There has been a lot of talk about the “high” intermarriage rate (~ 50%) of American Jews and how this “proves” a willingness to assimilate. However, in Separation and Its Discontents, Dr. Kevin MacDonald analyzed the data and concluded that the 50% rate was likely an over-estimate, at least for first marriages (i.e., those most likely to lead to family formation), and because of undercounting conservative and orthodox Jews. In addition, even if we accept a 50% rate, I previously commented on other forums that such a rate is actually indicative of a resistance to assimilation, not a tendency toward it. That is because not only do virtually all white gentile ethnic groups have an intermarriage rate greater than 50% (as the work of Alba has shown), but proportion of the population needs to be figured in. The larger a group, the greater the probability, and possibility, of finding a mate of the same ethnic (or religious) background; the smaller the group, the greater the chance of mating with someone different – that is, if the people in question have no innate resistance to assimilatory intermarriage. Given that Jews make up a very small percent of the American population, the Jewish intermarriage rate in the absence of anti-assimilation pressures should be much higher than 50%, in fact at least 80%.
An excerpt from a relevant article, emphasis added:
Individuals that make up ethnic groups may influence the group’s rate of assimilation. While not necessarily providing the ultimate explanation for variations in assimilation between ancestry groups, ethnic capital plays a vital mediating role in the transmission of ethnicity. Not only is ethnic capital an outcome, as is implicit in the assimilation literature, but it plays a role in ethnic choice, as individuals with greater ethnic capital will be more likely to retain ethnic identification and invest in their children’s ethnic capital, a subject that has received little attention in the literature. The lack of an explicit concept of ethnic capital has contributed to the focus on group-level, structural analyses of assimilation rather than at the level of the individual….
While the concept of ethnic capital has been shown to incorporate existing theories, its utility depends on its ability to expand theoretical and empirical knowledge about ethnicity. To demonstrate the usefulness of an ethnic capital approach to assimilation, we examine the causes of intermarriage, a key product of and contributor to assimilation among American Jews. The Jewish intermarriage rate of about 50 percent is extremely low, given environmental odds of intermarriage of 98 percent. This compares with ethnic intermarriage rates of 80 percent for U.S.-born whites (Alba 2000:218-220) and religious intermarriage rates of 38 percent for Catholics and 65 percent for moderate Protestants (Sherkat 2004), each of which would be expected to have far lower intermarriage rates than Jews given the greater size of the groups.

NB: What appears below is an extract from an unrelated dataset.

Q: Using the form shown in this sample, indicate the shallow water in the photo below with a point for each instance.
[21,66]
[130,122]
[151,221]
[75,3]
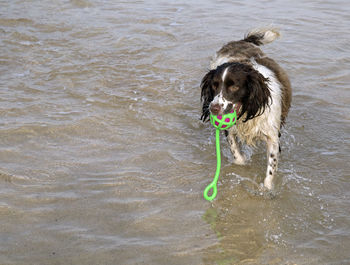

American Jewry may represent the outer limits of resisting assimilation for white ethnic groups in the United States.
Even though the intermarriage rates for Catholics and Protestants, when adjusted for population, demonstrate a far greater willingness to “mate with the other” than the Jewish rate, those religious comparisons are not reasonable; the correct comparison should be to the ethnic intermarriage rates. After all, what does Catholic or Protestant intra-religious marriage really mean? A Catholic marrying a Catholic could be an Irish ancestry person marrying another Irish, or an Italian or a Pole. Or, it could very well mean the Irish person marrying a mestizo Mexican, mulatto Puerto Rican/Dominican or an Asiatic Filipino. Likewise, a Swedish ancestry Protestant can “marry within the faith” with a Korean or a Negro. On the other hand, the vast majority of American Jews are Ashkenazi and a sizable fraction of the small non-Ashkenazi minority is still Caucasian Sephardic or “Oriental” (e.g., Iraqi, Iranian, etc.) Jews.
Therefore, comparing Christian vs. Jewish intermarriage is like comparing apples and oranges, and makes the Jewish resistance to intermarriage less extreme than it really is. Given the strong ethnic/racial component to Jewish identity, the real comparison is the white gentile intermarriage rate of 80 percent. Even with a Jewish rate of 50% — likely an overestimation — that’s almost two-fold lower than what is should be.